Control and regulation

Figure 2.75: Light sensor position

a) Control light sensor position

b) Regulation light sensor position

When utilising daylight to reduce artificial light, there are two distinct principles:

  • daylight-dependent control, and

  • daylight-dependent regulation.

The term

  • control (see footnote) means that the amount of available daylight is measured at the most appropriate location to determine the additional amount of artificial light that needs to be generated by the electrical lighting installation to provide the visual task area with sufficient light (see figure 2.75 a);

  • regulation means that the sum of incident daylight and artificial light is measured in the visual task area. Whenever daylight is insufficient for providing the required illuminance for the visual task area, it is supplemented with artificial light. The sensor's detection range for this purpose is located in the visual task area. The artificial lighting is added by the control device in a fashion that keeps the measured illuminance constantly at the required level, the so-called nominal value (see figure 2.75 b).

In indoor workplace lighting applications, regulation has proved to be the superior and more reliable principle in most cases. Control, however, is difficult. The difficulty consists of the fact that the dependence of the available amount of daylight in the visual task area on the one available at the measurement location outside of the visual task area is usually hard to determine. This is due to the following reasons:

  • Daylight measurement must usually be performed outside of the artificially illuminated room to avoid distortions of the measurement by artificial light components.

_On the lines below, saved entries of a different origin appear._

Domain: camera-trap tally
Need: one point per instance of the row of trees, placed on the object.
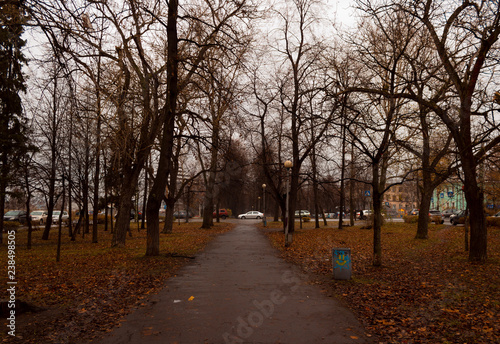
(150, 94)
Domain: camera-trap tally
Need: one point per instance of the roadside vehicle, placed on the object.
(449, 212)
(366, 214)
(223, 214)
(302, 213)
(251, 215)
(39, 216)
(436, 214)
(458, 218)
(16, 215)
(55, 217)
(181, 214)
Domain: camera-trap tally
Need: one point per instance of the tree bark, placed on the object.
(160, 182)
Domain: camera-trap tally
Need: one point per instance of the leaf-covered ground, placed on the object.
(94, 286)
(425, 292)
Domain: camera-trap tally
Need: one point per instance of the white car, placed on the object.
(251, 215)
(55, 217)
(39, 216)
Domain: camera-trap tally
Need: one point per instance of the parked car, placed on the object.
(449, 212)
(55, 217)
(39, 216)
(458, 218)
(223, 214)
(302, 213)
(337, 214)
(436, 214)
(365, 215)
(251, 215)
(132, 215)
(181, 214)
(16, 215)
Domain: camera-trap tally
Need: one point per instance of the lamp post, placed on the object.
(264, 204)
(288, 165)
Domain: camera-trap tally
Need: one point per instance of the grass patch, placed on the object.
(94, 285)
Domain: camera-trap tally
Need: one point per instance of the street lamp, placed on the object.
(264, 204)
(288, 165)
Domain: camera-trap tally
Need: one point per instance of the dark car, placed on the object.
(458, 218)
(223, 214)
(181, 214)
(132, 215)
(16, 215)
(436, 216)
(449, 212)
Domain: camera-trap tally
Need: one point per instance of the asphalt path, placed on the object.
(238, 290)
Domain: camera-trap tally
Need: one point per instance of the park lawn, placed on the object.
(425, 292)
(94, 286)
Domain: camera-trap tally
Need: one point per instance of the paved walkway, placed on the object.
(239, 291)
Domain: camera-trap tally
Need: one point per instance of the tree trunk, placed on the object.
(423, 215)
(475, 202)
(169, 219)
(160, 182)
(377, 227)
(124, 208)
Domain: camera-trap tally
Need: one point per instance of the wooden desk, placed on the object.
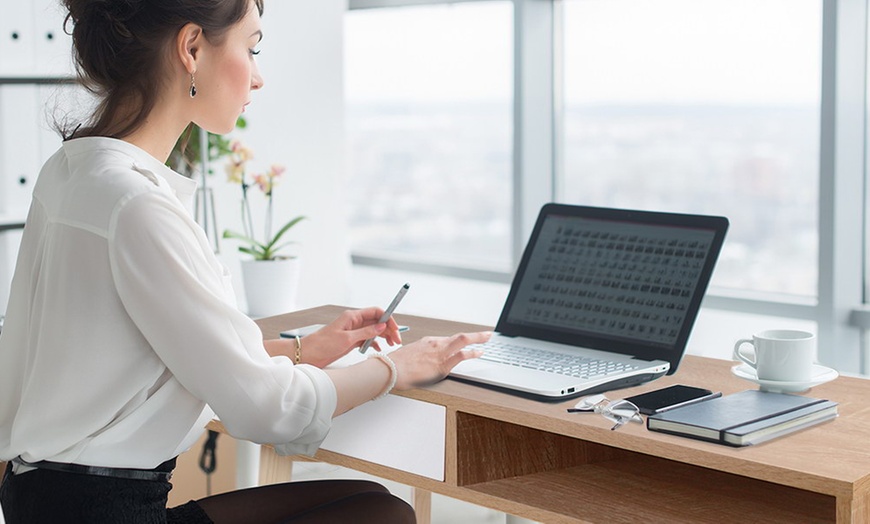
(535, 460)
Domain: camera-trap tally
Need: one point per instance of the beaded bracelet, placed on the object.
(394, 373)
(298, 358)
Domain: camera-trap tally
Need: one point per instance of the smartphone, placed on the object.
(669, 398)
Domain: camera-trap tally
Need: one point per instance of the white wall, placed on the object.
(297, 119)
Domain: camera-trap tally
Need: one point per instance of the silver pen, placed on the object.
(387, 314)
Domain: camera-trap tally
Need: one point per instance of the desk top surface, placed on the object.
(835, 453)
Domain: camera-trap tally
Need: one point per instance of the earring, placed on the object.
(192, 90)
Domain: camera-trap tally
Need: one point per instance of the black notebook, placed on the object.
(745, 418)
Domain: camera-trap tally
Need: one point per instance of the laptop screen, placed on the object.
(618, 280)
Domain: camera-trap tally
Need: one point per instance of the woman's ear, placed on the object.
(187, 45)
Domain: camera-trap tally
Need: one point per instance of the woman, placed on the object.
(122, 339)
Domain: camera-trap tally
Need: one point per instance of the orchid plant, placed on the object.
(239, 157)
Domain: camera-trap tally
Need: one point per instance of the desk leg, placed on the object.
(273, 467)
(422, 502)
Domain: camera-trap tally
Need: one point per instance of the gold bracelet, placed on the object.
(298, 358)
(394, 373)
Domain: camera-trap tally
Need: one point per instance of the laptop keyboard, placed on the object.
(552, 362)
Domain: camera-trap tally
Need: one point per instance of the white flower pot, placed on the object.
(270, 286)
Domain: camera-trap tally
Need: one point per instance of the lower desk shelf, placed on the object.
(573, 480)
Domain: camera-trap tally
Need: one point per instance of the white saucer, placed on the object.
(821, 374)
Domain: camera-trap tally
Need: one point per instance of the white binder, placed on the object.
(17, 39)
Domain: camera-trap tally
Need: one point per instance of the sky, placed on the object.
(616, 51)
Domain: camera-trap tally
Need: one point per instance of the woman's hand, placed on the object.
(347, 332)
(431, 358)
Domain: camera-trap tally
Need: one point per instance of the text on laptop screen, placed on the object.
(611, 279)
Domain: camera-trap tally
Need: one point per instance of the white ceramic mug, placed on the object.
(783, 355)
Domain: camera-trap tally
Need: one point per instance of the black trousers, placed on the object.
(43, 496)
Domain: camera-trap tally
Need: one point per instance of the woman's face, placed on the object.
(228, 74)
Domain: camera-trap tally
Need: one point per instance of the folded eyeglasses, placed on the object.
(617, 411)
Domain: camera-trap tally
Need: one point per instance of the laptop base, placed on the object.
(620, 383)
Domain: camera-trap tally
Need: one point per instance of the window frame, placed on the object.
(840, 310)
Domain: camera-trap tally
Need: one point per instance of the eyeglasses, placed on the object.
(617, 411)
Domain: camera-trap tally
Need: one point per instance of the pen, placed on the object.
(387, 314)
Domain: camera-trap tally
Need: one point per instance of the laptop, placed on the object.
(602, 299)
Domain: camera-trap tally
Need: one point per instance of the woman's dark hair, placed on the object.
(121, 52)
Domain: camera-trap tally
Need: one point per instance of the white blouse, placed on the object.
(122, 336)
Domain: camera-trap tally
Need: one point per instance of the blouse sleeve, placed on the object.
(177, 294)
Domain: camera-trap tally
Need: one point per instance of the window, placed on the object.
(702, 106)
(430, 125)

  • The incidence of direct daylight (sunshine) and diffuse daylight (cloudiness) has a different respective impact.

  • There are great variations in daylight incidence according to time of day and season.

  • The influence of shading devices is hard to calculate.

The influences which would need to be registered and calculated in addition for control are contained in the measurement value in the case of regulation.

On the other hand, the following factors are required to ensure reliable lighting regulation:

  • the measuring plane is located in the visual task area,

  • there is sufficient reflectance within the visual task area,

  • there is diffuse reflection in the visual task area,

  • the measuring plane underneath the sensor is sufficiently large and the average reflection is temporally uniform, and

  • there are no significant distortions by interfering light on the measuring plane.

Figure 2.76: The detection range of a light sensor for daylight-dependent regulation. Distortions caused by surfaces brightly illuminated by interfering light in the detection range should be avoided.

This can generally be achieved with little effort by choosing a suitable position for the sensor.

In practice, interfering light can be generated by reflections of bright, daylight-illuminated surfaces in the sensor’s detection range (see figure 2.76), but also by e.g. indirect luminous flux components of suspended luminaires.

Per definition, the term control is the umbrella term, which also includes regulation. Regulation is thus a special case of control. In this context, the term control describes cases where regulation is not performed.